KWizCom, as I had mentioned, does do it (http://www.kwizcom.com/ProductPage.asp?ProductID=28&ProductSubNodeID=79) however, their product did not fit the needs that my client had, and they ended up breaking functionality in a release, and then eventually stopped responding to queries…
I suspect the way they are opening PDFs via their utility is the same thing you are doing, they also can support other office docs as well. That code however is locked away in compiled code, so, I was hoping maybe you had an idea if there was any sort of query string voodoo that you knew of that did that.
If I do come across anything that can do it, I’ll post back here to share!
Hi andy i am a novice developer,had a problem statement in the same context.
I am crawling pdf files using another search engine crawler,and when i click on a link on the search results page it has to guide me to the location where it is located on the pdf(highlighting also).
I tried with the following link but it is opening the search UI but i have to manually enter the keyword again to go to the particular location (actually it has to automatically be redirected to that location)
url entered:
search
Can you guide me to how this solutiion posted above is of use to this context.
Hmm. Your link came through empty.
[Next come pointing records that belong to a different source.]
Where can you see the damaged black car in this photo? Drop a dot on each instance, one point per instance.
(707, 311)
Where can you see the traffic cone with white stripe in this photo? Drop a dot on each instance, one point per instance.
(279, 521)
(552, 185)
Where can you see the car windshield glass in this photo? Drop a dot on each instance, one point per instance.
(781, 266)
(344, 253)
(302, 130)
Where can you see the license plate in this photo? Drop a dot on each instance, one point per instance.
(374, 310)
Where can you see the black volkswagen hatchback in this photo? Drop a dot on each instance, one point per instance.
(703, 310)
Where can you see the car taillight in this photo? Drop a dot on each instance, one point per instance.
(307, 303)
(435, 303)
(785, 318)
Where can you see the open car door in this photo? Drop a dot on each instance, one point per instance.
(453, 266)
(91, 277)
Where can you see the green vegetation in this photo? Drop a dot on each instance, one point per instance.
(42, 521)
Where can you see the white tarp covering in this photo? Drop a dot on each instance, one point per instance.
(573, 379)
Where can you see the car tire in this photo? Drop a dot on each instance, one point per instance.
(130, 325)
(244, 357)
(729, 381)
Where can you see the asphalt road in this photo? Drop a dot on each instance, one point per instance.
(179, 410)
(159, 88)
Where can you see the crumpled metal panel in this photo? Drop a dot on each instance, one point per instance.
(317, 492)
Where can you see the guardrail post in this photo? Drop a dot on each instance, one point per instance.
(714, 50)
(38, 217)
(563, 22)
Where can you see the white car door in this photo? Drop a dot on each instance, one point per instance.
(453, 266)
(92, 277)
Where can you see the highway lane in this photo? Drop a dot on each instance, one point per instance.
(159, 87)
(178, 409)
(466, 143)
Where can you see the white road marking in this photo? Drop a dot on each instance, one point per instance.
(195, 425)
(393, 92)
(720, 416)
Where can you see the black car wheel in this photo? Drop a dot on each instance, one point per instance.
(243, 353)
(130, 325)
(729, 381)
Try just typing in the URL - e.g.
http://someserver/restofurl
The important bit is making sure the URL end in #search=’query’
i already ry this soluion. it help me alot.
but a face a problem.
my problem is, not at all pc(user) can get this kind of result.
some of user, when they click the result, the document automaticly open in acrobar reader and make the higlight fail to function.
but at some user, which the document just open at the browser, the highliht function will success.
is there any step or way to prevent the document to open at adobe reader and just open at browser.